Borneo, One of the World’s Last Natural Paradises

Year after year, oil palm plantations destroy Borneo’s wonderful rain forest. Palm oil is the main ingredient in a wide range of products such as toothpaste, soap, beauty cosmetics, and chocolate. Consumers of all these products can help protect the oldest rain forest on our planet.

Palm Oil Worldwide

Palm oil is one of the most sought-after oils in our modern society, after petroleum. Palm oil production is a market of $50 billion per year. You can find it in products scattered everywhere on the globe, in America, Europe, and Australia. It is one of the main ingredients in toothpaste, shampoo, lipstick, and face cream, but also in Nutella, cookies, and even Doritos. Without palm oil, chocolate bars would be tasteless and not appealing at all. In India, palm oil has replaced the traditional and not so healthy ghee in thousands of cooking recipes. Over the past decade, India has become one of the biggest consumers of palm oil worldwide. They extract this oil from the nuts of the oil palm tree that grows everywhere in the region.

Trees Unique to Borneo

Borneo is known for its dipterocarps, trees that produce double-winged fruits that can easily become airborne and fly above the canopy, spreading the seeds of this plant at impressive distances. Apparently, 380 out of the 500 known species of dipterocarps grow here, on Borneo. Out of them, 250 species are endemic. This means that they can only be found on Borneo. One of these species is Shorea faguetana, the tallest tropical tree in the world. This tree can reach almost 300 feet. Chinese consumers are big fans of the magnificent hardwood of some of these emergent dipterocarp species. This makes China the biggest market for lumber originating from Borneo. Before the Chinese logging companies started to use this hardwood, Japan was the biggest market for this product.

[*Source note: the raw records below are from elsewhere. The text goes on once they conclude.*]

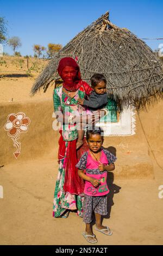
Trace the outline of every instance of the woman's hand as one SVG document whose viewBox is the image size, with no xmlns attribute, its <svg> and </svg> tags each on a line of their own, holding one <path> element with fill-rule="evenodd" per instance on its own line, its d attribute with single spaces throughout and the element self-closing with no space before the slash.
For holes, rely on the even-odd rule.
<svg viewBox="0 0 163 256">
<path fill-rule="evenodd" d="M 101 184 L 101 182 L 99 181 L 98 180 L 97 180 L 97 179 L 95 179 L 94 178 L 91 178 L 90 182 L 95 187 L 97 187 L 99 185 L 99 184 Z"/>
<path fill-rule="evenodd" d="M 84 99 L 83 99 L 83 100 L 82 100 L 82 99 L 79 98 L 78 100 L 78 102 L 80 105 L 84 105 Z"/>
<path fill-rule="evenodd" d="M 101 163 L 98 166 L 98 169 L 100 170 L 100 172 L 103 172 L 106 169 L 106 166 L 103 164 L 103 163 Z"/>
</svg>

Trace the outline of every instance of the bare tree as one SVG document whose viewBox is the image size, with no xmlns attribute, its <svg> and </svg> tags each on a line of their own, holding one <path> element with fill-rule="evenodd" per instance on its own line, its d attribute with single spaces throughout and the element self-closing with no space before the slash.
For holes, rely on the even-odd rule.
<svg viewBox="0 0 163 256">
<path fill-rule="evenodd" d="M 7 23 L 3 17 L 0 17 L 0 44 L 7 42 Z"/>
<path fill-rule="evenodd" d="M 40 58 L 42 54 L 42 52 L 46 50 L 46 47 L 40 45 L 34 45 L 33 46 L 33 50 L 37 57 Z"/>
<path fill-rule="evenodd" d="M 9 39 L 8 43 L 9 46 L 12 48 L 15 56 L 15 49 L 22 45 L 20 39 L 18 36 L 13 36 Z"/>
</svg>

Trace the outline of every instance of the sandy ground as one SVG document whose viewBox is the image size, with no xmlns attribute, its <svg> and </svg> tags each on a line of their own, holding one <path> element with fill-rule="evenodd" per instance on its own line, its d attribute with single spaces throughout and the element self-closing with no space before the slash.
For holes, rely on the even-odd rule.
<svg viewBox="0 0 163 256">
<path fill-rule="evenodd" d="M 82 218 L 75 212 L 67 219 L 52 217 L 57 167 L 56 161 L 42 159 L 1 168 L 1 245 L 88 244 Z M 95 230 L 98 245 L 163 244 L 163 198 L 158 197 L 163 174 L 156 165 L 153 180 L 110 182 L 110 217 L 103 223 L 113 235 Z"/>
<path fill-rule="evenodd" d="M 37 74 L 34 75 L 1 77 L 1 102 L 6 103 L 12 98 L 15 102 L 45 96 L 52 99 L 52 87 L 46 94 L 29 97 Z M 58 174 L 53 154 L 45 154 L 35 161 L 15 161 L 0 168 L 0 186 L 3 188 L 3 198 L 0 198 L 1 245 L 91 245 L 82 235 L 85 225 L 75 212 L 71 212 L 67 219 L 52 217 Z M 162 166 L 162 161 L 158 159 Z M 153 157 L 152 160 L 154 179 L 113 180 L 110 176 L 109 214 L 103 224 L 110 227 L 113 235 L 95 230 L 97 245 L 163 244 L 163 198 L 159 198 L 163 172 Z M 163 197 L 163 192 L 161 194 Z"/>
</svg>

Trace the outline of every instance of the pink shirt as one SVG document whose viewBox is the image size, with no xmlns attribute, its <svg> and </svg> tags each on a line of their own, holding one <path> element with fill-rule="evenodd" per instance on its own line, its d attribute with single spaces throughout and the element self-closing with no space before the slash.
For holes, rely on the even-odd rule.
<svg viewBox="0 0 163 256">
<path fill-rule="evenodd" d="M 86 164 L 86 175 L 90 177 L 97 179 L 100 180 L 101 184 L 98 187 L 95 187 L 90 182 L 85 181 L 84 193 L 88 196 L 96 197 L 104 196 L 109 192 L 106 184 L 108 173 L 106 170 L 100 172 L 98 169 L 98 166 L 101 163 L 105 165 L 108 164 L 106 156 L 103 150 L 102 150 L 99 161 L 97 161 L 92 157 L 89 150 L 88 150 L 87 153 L 87 163 Z"/>
</svg>

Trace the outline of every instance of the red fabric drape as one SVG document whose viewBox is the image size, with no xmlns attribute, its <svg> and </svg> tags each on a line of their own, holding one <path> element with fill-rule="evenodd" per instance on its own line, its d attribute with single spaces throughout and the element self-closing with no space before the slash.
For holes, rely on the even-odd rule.
<svg viewBox="0 0 163 256">
<path fill-rule="evenodd" d="M 61 135 L 61 131 L 60 131 L 60 133 Z M 76 165 L 82 155 L 87 150 L 88 148 L 85 138 L 84 138 L 84 144 L 78 150 L 77 154 L 76 143 L 77 139 L 68 142 L 67 154 L 64 161 L 65 169 L 64 190 L 65 192 L 68 192 L 71 194 L 79 194 L 84 192 L 84 181 L 78 176 L 78 168 L 76 167 Z M 59 140 L 59 143 L 58 161 L 59 161 L 63 159 L 66 150 L 66 142 L 63 140 L 62 136 Z"/>
</svg>

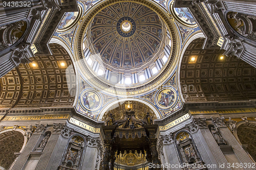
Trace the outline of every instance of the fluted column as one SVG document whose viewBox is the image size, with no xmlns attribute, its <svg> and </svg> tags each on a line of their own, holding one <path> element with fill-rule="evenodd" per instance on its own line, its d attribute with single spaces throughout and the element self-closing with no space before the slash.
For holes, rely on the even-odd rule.
<svg viewBox="0 0 256 170">
<path fill-rule="evenodd" d="M 165 160 L 165 163 L 175 165 L 180 164 L 177 149 L 173 140 L 173 134 L 170 133 L 168 135 L 162 136 L 161 138 L 162 138 L 162 152 L 164 156 L 163 158 Z M 162 162 L 162 163 L 163 162 Z M 180 170 L 180 168 L 178 167 L 169 166 L 167 169 Z"/>
<path fill-rule="evenodd" d="M 110 170 L 114 170 L 114 167 L 115 166 L 115 161 L 116 160 L 115 153 L 113 149 L 110 152 Z"/>
<path fill-rule="evenodd" d="M 102 163 L 101 168 L 102 170 L 109 170 L 109 162 L 110 160 L 110 147 L 111 147 L 111 140 L 104 139 L 104 145 L 105 150 Z"/>
<path fill-rule="evenodd" d="M 206 129 L 208 129 L 206 123 L 206 119 L 193 118 L 190 124 L 187 125 L 186 127 L 191 133 L 191 135 L 204 163 L 206 165 L 219 165 L 218 162 L 216 160 L 215 155 L 207 144 L 208 141 L 205 140 L 203 135 L 204 132 L 205 131 Z M 214 141 L 215 141 L 215 140 L 214 140 Z M 216 170 L 221 169 L 219 166 L 217 166 L 216 168 L 210 167 L 208 168 L 208 169 Z"/>
<path fill-rule="evenodd" d="M 35 170 L 47 169 L 47 165 L 49 163 L 53 149 L 55 147 L 58 139 L 60 134 L 67 138 L 69 138 L 73 131 L 65 125 L 54 124 L 53 130 L 50 136 L 45 148 L 42 151 L 42 155 L 39 159 L 38 163 Z M 56 155 L 54 154 L 56 156 Z"/>
<path fill-rule="evenodd" d="M 158 153 L 157 150 L 157 139 L 150 139 L 150 149 L 152 153 L 152 160 L 154 164 L 161 165 L 161 161 L 158 158 Z M 156 168 L 156 169 L 160 169 Z"/>
<path fill-rule="evenodd" d="M 37 142 L 39 138 L 41 135 L 41 133 L 37 133 L 37 131 L 34 132 L 35 128 L 30 125 L 27 127 L 25 130 L 25 135 L 27 136 L 28 141 L 24 149 L 18 156 L 17 160 L 15 161 L 13 166 L 10 169 L 10 170 L 20 170 L 25 164 L 27 160 L 29 157 L 30 152 L 32 151 L 33 149 L 34 148 L 35 145 Z"/>
<path fill-rule="evenodd" d="M 231 120 L 231 119 L 230 119 Z M 250 159 L 246 152 L 242 148 L 242 146 L 239 144 L 237 140 L 234 135 L 226 126 L 222 126 L 219 128 L 220 131 L 221 132 L 223 138 L 227 141 L 227 142 L 232 146 L 233 151 L 236 155 L 240 160 L 241 163 L 250 163 L 251 164 L 254 162 Z M 231 129 L 232 130 L 232 129 Z M 251 167 L 245 168 L 245 169 L 252 170 L 254 168 Z"/>
<path fill-rule="evenodd" d="M 99 139 L 94 139 L 89 136 L 87 137 L 87 145 L 85 152 L 82 156 L 81 170 L 95 169 L 95 164 L 98 153 Z"/>
</svg>

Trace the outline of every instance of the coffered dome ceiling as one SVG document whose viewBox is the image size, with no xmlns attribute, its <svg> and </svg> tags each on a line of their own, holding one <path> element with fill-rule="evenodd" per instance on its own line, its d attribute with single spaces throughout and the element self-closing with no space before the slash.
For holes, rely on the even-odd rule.
<svg viewBox="0 0 256 170">
<path fill-rule="evenodd" d="M 114 68 L 147 65 L 157 57 L 162 30 L 163 22 L 150 8 L 136 3 L 116 4 L 94 18 L 90 29 L 91 50 Z"/>
<path fill-rule="evenodd" d="M 83 79 L 96 89 L 137 95 L 154 90 L 173 74 L 177 30 L 153 3 L 103 3 L 89 15 L 75 51 Z"/>
</svg>

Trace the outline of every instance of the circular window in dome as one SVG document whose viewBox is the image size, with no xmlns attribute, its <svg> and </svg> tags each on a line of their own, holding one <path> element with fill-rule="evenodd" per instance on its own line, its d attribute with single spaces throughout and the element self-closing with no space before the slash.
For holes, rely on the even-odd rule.
<svg viewBox="0 0 256 170">
<path fill-rule="evenodd" d="M 129 31 L 131 27 L 131 24 L 127 21 L 125 21 L 122 25 L 122 29 L 125 32 Z"/>
</svg>

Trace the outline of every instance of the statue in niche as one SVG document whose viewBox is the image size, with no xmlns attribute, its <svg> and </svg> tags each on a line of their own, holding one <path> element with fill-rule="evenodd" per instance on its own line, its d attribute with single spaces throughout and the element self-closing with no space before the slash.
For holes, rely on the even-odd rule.
<svg viewBox="0 0 256 170">
<path fill-rule="evenodd" d="M 233 120 L 231 119 L 231 117 L 229 117 L 228 120 L 225 120 L 225 123 L 229 127 L 230 131 L 234 132 L 234 129 L 237 127 L 237 125 L 236 125 L 237 121 Z"/>
<path fill-rule="evenodd" d="M 46 143 L 48 141 L 49 138 L 50 137 L 50 134 L 48 134 L 45 138 L 42 140 L 41 143 L 39 145 L 39 148 L 45 148 Z"/>
<path fill-rule="evenodd" d="M 70 142 L 74 143 L 79 146 L 82 146 L 83 147 L 84 144 L 83 141 L 81 140 L 78 136 L 75 136 L 74 138 L 73 138 L 70 141 Z"/>
<path fill-rule="evenodd" d="M 128 119 L 127 120 L 126 122 L 125 123 L 125 124 L 124 124 L 124 126 L 123 127 L 123 128 L 126 129 L 128 128 L 130 126 L 130 123 L 131 122 L 131 118 L 129 117 Z"/>
<path fill-rule="evenodd" d="M 130 129 L 132 129 L 132 130 L 134 130 L 134 128 L 136 128 L 136 127 L 134 126 L 134 123 L 133 122 L 132 124 L 130 125 Z"/>
<path fill-rule="evenodd" d="M 147 125 L 153 124 L 153 120 L 152 120 L 152 117 L 151 116 L 150 113 L 146 113 L 146 116 L 145 116 L 145 119 Z"/>
<path fill-rule="evenodd" d="M 224 143 L 225 144 L 226 144 L 225 140 L 223 139 L 222 136 L 221 136 L 220 131 L 219 130 L 219 128 L 217 127 L 215 127 L 214 128 L 212 127 L 210 131 L 212 133 L 215 140 L 217 142 L 217 143 Z"/>
<path fill-rule="evenodd" d="M 23 127 L 21 128 L 22 128 L 22 129 L 25 131 L 24 136 L 27 137 L 28 140 L 30 138 L 30 137 L 31 137 L 32 134 L 33 133 L 33 132 L 34 132 L 35 129 L 31 125 L 29 126 L 27 126 L 26 128 L 24 128 Z"/>
<path fill-rule="evenodd" d="M 112 115 L 112 113 L 110 113 L 110 116 L 106 122 L 106 126 L 112 126 L 114 125 L 114 123 L 115 123 L 116 120 L 115 119 L 115 117 L 114 116 Z"/>
<path fill-rule="evenodd" d="M 181 132 L 178 137 L 176 142 L 183 162 L 189 164 L 201 163 L 189 135 L 185 132 Z"/>
<path fill-rule="evenodd" d="M 190 158 L 191 156 L 195 157 L 195 151 L 191 145 L 187 147 L 185 150 L 187 152 L 186 156 L 188 158 Z"/>
<path fill-rule="evenodd" d="M 71 160 L 73 162 L 75 162 L 76 155 L 77 152 L 71 151 L 71 148 L 70 148 L 69 152 L 68 152 L 68 154 L 67 154 L 65 162 L 68 162 L 69 160 Z"/>
</svg>

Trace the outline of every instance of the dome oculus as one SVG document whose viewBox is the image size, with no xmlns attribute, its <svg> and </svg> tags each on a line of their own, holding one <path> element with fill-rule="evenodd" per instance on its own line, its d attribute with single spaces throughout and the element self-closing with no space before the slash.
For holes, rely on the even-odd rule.
<svg viewBox="0 0 256 170">
<path fill-rule="evenodd" d="M 125 21 L 122 25 L 122 29 L 123 31 L 129 31 L 131 30 L 131 24 L 128 21 Z"/>
<path fill-rule="evenodd" d="M 123 17 L 117 22 L 116 30 L 123 37 L 132 36 L 136 30 L 136 24 L 134 20 L 129 17 Z"/>
</svg>

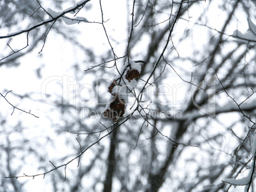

A Way of Life under Threat

The island still contains some hunter-gatherers who use blowguns to hunt, have 1,200 different names for various trees species, and believe that our world is one of nine different worlds that exist in the universe. These natives use bent branches and folded leaves to mark their paths through the rain forest. Days on Borneo, and its other islands such as Turtle Island, Borneo start and end with the sounds of cicadas, the unbelievable tunes of the bulbuls, the noises of gibbons, the chirping of the birds, and the choruses of insects.

Species become extinct before even being discovered by scientists. This is a tragic situation that should come to an end. The only possible way to stop it is to ban the clearing and burning of the forest. Unfortunately, the corruption around this extremely lucrative activity makes it very difficult to stop the deforestation and to ensue that strips of forest are preserved to serve as wildlife corridors. Palm oil is far from being a sustainable resource and there aren’t too many signs it is going to become one any time soon.

Bruno Manser Fonds is a Swiss NGO that has traced laundered earnings from palm oil and logging in Sarawak. This NGO has discovered that the former chief minister of Borneo and his family own huge and expensive properties in Ottawa, as well as a private golf course in Arizona, right in the desert.

The Role of the Consumer

It is sad that consumers aren’t aware of all these facts that make palm oil production such a sad and damaging endeavour. This is why we should do everything in our power to spread the knowledge about this real holocaust that is occurring on Borneo. Large scale deforestation has negative effects on an impressive number of endemic wildlife species that can’t do anything but become extinct. Diversity is beautiful and it is our duty to protect it and to help these animals live happily in their natural habitat. To kill them for margarine and lipstick is sad, indeed.